Authors: ZHANG, DONGYAN - Anhui Agricultural University; CHEN, GAO - Anhui Agricultural University; Zhang, Huihui; GU, CHUNYAN - Anhui Agricultural University; WANG, QIAN - Anhui Agricultural University; CHEN, YU - Anhui Agricultural University

Submitted to: Spectrochimica Acta
Publication Type: Peer Reviewed Journal
Publication Acceptance Date: 4/5/2020
Publication Date: 4/6/2020
Citation: Zhang, D., Chen, G., Zhang, H., Gu, C., Wang, Q., Chen, Y. 2020. Comprehensive analysis of fusarium head blight in wheat kernel using hyperspectral spectrum and image. Spectrochimica Acta. 236. https://doi.org/10.1016/j.saa.2020.118344.
DOI: https://doi.org/10.1016/j.saa.2020.118344

Interpretive Summary: Due to the health risk associated with toxins produced by Fusarium head blight , it is urgent to develop methods for its detection in wheat kernels. In this study, a total of 810 wheat kernel samples were selected and divided into three grades: healthy, mildly infected and severely infected, according to their degree of infection. Hyperspectral images (400-1000nm) were acquired, pre-processed, and then the optimal wavelengths were selected using three methods: principal component analysis (PCA), successive projection algorithm (SPA) and random forest (RF) algorithm. The image features corresponding to the optimal wavelengths were extracted, and then both spectral and image features were used as inputs to three models used for classification: support vector(SVM), random forest (RF) and naïve Bayes (NB). The best results were obtained by using the SPA-RF algorithm to select the wavelengths and its image features. The classification accuracy of calibration, verification, and prediction prediction sets for SPA-RF are 100.00%, 98.24% and 96.44%, respectively. This study shows that the hyperspectral imaging system has the potential to identify wheat kernel damaged by Fusarium.

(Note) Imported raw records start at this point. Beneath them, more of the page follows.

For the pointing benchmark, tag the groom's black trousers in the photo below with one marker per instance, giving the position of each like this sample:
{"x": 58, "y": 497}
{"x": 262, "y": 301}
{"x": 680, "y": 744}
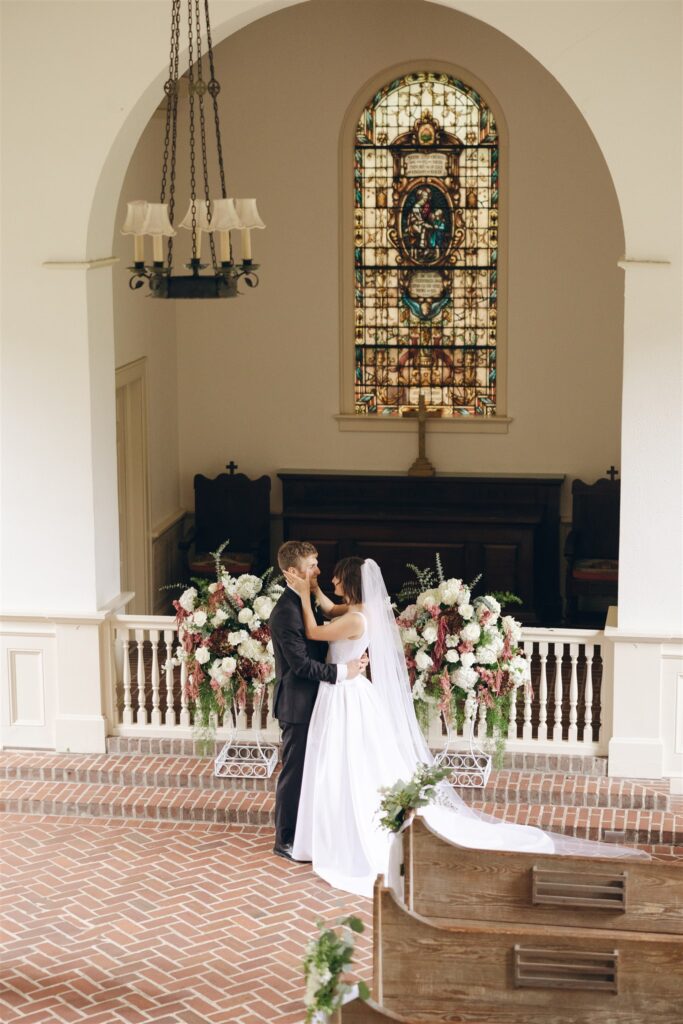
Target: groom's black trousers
{"x": 289, "y": 784}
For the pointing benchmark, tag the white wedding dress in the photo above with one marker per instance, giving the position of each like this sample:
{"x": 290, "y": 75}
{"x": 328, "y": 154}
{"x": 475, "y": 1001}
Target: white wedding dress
{"x": 365, "y": 735}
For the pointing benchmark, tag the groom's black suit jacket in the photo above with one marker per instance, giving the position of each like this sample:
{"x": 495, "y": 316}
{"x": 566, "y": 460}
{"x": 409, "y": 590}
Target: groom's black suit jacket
{"x": 299, "y": 663}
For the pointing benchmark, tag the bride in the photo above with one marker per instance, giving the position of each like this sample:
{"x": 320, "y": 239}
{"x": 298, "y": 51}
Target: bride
{"x": 365, "y": 735}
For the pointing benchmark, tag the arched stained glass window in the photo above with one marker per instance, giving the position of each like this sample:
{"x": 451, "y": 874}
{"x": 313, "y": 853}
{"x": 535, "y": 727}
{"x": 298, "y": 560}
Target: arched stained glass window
{"x": 425, "y": 249}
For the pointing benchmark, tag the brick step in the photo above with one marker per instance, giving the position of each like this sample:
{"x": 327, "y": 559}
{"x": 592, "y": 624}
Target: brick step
{"x": 137, "y": 770}
{"x": 509, "y": 786}
{"x": 584, "y": 764}
{"x": 644, "y": 826}
{"x": 173, "y": 804}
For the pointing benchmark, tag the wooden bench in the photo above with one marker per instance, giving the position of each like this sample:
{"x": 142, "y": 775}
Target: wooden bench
{"x": 521, "y": 974}
{"x": 445, "y": 881}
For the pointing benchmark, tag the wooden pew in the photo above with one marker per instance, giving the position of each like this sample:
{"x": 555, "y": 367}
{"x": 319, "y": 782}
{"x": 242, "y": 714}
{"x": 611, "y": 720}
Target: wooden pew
{"x": 521, "y": 974}
{"x": 445, "y": 881}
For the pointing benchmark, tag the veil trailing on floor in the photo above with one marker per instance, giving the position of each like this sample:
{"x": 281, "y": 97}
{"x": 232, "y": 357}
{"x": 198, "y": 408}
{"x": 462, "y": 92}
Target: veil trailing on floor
{"x": 390, "y": 680}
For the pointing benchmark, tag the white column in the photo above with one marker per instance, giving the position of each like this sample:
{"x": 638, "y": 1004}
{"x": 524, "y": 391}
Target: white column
{"x": 647, "y": 633}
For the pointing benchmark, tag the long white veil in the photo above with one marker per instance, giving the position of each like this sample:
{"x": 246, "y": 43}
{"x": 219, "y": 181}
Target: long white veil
{"x": 390, "y": 680}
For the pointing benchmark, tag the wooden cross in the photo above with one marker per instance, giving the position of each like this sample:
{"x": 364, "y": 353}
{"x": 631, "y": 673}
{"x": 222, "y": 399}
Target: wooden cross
{"x": 422, "y": 465}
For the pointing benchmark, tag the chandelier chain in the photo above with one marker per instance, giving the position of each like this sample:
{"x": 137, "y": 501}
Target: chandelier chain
{"x": 201, "y": 89}
{"x": 214, "y": 89}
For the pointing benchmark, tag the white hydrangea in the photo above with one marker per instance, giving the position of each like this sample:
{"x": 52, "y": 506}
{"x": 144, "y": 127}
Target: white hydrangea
{"x": 465, "y": 678}
{"x": 203, "y": 654}
{"x": 512, "y": 628}
{"x": 248, "y": 587}
{"x": 263, "y": 606}
{"x": 423, "y": 660}
{"x": 485, "y": 655}
{"x": 237, "y": 638}
{"x": 470, "y": 633}
{"x": 449, "y": 591}
{"x": 186, "y": 600}
{"x": 429, "y": 633}
{"x": 410, "y": 635}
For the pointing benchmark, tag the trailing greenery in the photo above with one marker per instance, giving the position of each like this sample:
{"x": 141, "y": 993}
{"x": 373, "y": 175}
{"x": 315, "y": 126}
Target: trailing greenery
{"x": 326, "y": 960}
{"x": 399, "y": 800}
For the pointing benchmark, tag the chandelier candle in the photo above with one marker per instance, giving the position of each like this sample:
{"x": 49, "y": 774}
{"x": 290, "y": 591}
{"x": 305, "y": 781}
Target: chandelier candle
{"x": 205, "y": 214}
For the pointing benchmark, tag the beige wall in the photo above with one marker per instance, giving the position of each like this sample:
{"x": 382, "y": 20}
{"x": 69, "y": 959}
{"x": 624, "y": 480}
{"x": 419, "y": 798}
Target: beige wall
{"x": 258, "y": 378}
{"x": 145, "y": 328}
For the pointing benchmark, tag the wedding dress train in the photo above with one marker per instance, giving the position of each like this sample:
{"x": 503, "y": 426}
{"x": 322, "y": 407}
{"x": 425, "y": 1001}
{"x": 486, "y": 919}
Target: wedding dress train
{"x": 365, "y": 735}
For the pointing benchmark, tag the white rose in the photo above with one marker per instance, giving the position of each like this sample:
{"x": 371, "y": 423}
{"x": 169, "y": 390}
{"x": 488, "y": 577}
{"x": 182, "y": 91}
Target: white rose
{"x": 263, "y": 606}
{"x": 423, "y": 660}
{"x": 410, "y": 635}
{"x": 248, "y": 587}
{"x": 236, "y": 638}
{"x": 465, "y": 678}
{"x": 187, "y": 599}
{"x": 485, "y": 655}
{"x": 470, "y": 633}
{"x": 430, "y": 633}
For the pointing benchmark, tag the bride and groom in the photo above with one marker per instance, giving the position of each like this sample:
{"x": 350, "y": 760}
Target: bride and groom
{"x": 344, "y": 736}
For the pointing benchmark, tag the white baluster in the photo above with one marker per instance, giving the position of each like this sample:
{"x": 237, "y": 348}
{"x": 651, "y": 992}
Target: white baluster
{"x": 588, "y": 695}
{"x": 141, "y": 681}
{"x": 184, "y": 704}
{"x": 127, "y": 695}
{"x": 156, "y": 708}
{"x": 169, "y": 637}
{"x": 512, "y": 721}
{"x": 572, "y": 734}
{"x": 526, "y": 730}
{"x": 543, "y": 692}
{"x": 557, "y": 727}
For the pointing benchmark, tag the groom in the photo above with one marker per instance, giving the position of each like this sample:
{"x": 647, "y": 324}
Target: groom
{"x": 299, "y": 668}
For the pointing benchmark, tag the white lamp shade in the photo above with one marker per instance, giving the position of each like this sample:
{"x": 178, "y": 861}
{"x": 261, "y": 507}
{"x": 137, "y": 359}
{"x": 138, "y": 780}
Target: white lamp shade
{"x": 224, "y": 215}
{"x": 248, "y": 213}
{"x": 157, "y": 221}
{"x": 134, "y": 222}
{"x": 201, "y": 218}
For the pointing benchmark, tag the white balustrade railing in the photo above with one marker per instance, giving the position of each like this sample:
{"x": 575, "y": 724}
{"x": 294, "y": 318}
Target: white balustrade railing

Technical Abstract: Fusarium produces toxins in the process of infecting wheat kernels, which can cause great harm to human and animal health. In order to identify infected wheat kernels, this paper investigated the use of hyperspectral imaging (HSI) to identify wheat kernel damaged by Fusarium. In this study, a total of 810 wheat kernel samples were selected and divided into three grades: healthy, mildly infected and severely infected according to their degree of infection. Hyperspectral images containing spectral and image information were acquired over a wavelength range of 400-1000 nm, pre-processed with spectral data, and then the optimal wavelengths were selected using principal component analysis (PCA), successive projection algorithm (SPA) and random forest (RF). The image features of the image corresponding to the optimal wavelengths were extracted, and then the spectral features and image features were fused and used as input of support vector machine (SVM), random forest (RF) and naive Bayes (NB). The results show that the best results were obtained by using the SPA-RF algorithm to select the wavelengths and its image features. The classification accuracy of calibration set, verification set, and prediction sets for SPA-RF are 100.00%, 98.24% and 96.44%, respectively. This study shows that the hyperspectral imaging system has the potential to identify wheat kernel damaged by Fusarium, and the method in this paper improves the utilization of spectral information and image information, which is better than a single spectral model and image model.